Released today by the Department for Communities, the research claims that the evolution of the play park over the last 30 years has led to children becoming ‘big girl’s blouses’ compared to their predecessors.

According to the report’s author Dr Rhonda Bout we reached peak play-parks injury potential during the 1970s and 80s.

“Old equipment wasn’t being replaced,” she says, “you had rickety swings, towering, teetering slides and finger nipping see-saws, all set loosely in crumbling concrete strewn with dog shit and fag butts. Any trip to ‘the swings’ with your mates would result in at least one major injury.”

“Nowadays it’s all ‘soft play area this’ and ‘ergonomically designed that’. You wouldn’t see Mary Peters, George Best or Barry McGuigan on 3 foot high slide with padded side rails.

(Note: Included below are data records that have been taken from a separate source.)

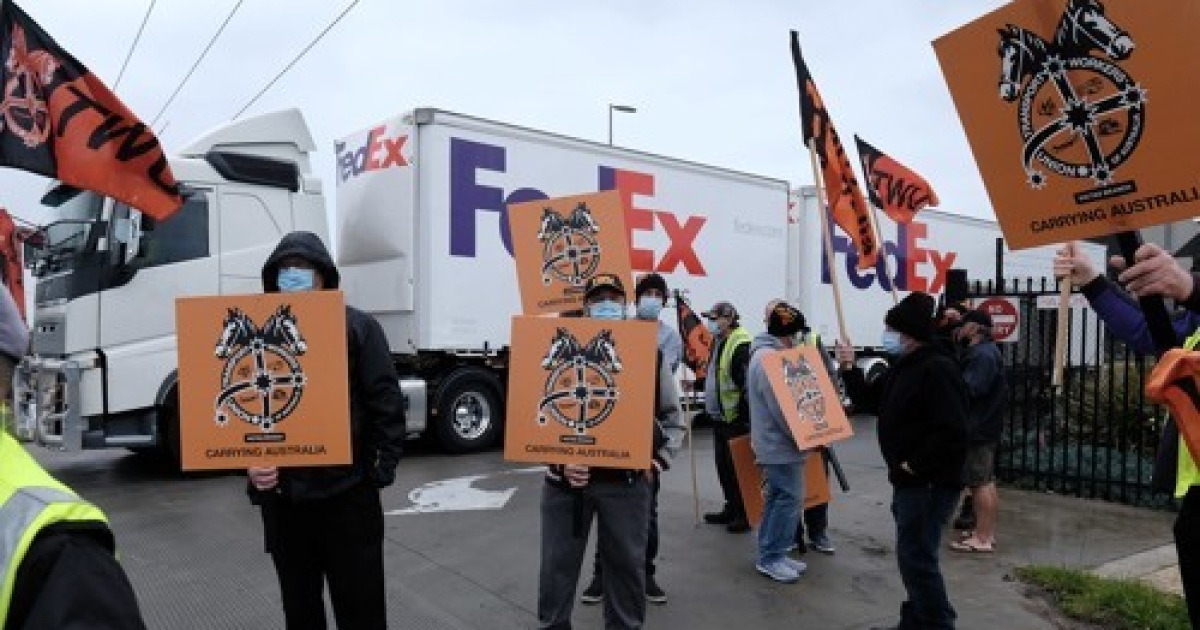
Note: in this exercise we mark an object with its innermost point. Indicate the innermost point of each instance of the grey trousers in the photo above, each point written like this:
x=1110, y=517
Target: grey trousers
x=623, y=511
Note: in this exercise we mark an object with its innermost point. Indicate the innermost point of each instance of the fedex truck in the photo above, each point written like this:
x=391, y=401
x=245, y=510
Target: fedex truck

They’d be lacerating fingers on rusty monkey bars like proper kids.”

Welcoming the report Minister Paul Givan told reporters that his department would be now looking to make play-parks as dangerous as possible.

“It’s all very well investing in formal education, but we also need to be making sure that the school of hard knocks is adequately provided for – by increasing the number of hard knocks available.”

“As we speak my department’s staff are out smashing equipment around the province, blocking toilets and leaving small deposits of white dog shit near the climbing frames.”

“Parents can rest assured that their children will be able to break limbs with impunity just like the good old days,” he concluded, “except on Sundays of course, unless they have a set of bolt cutters.”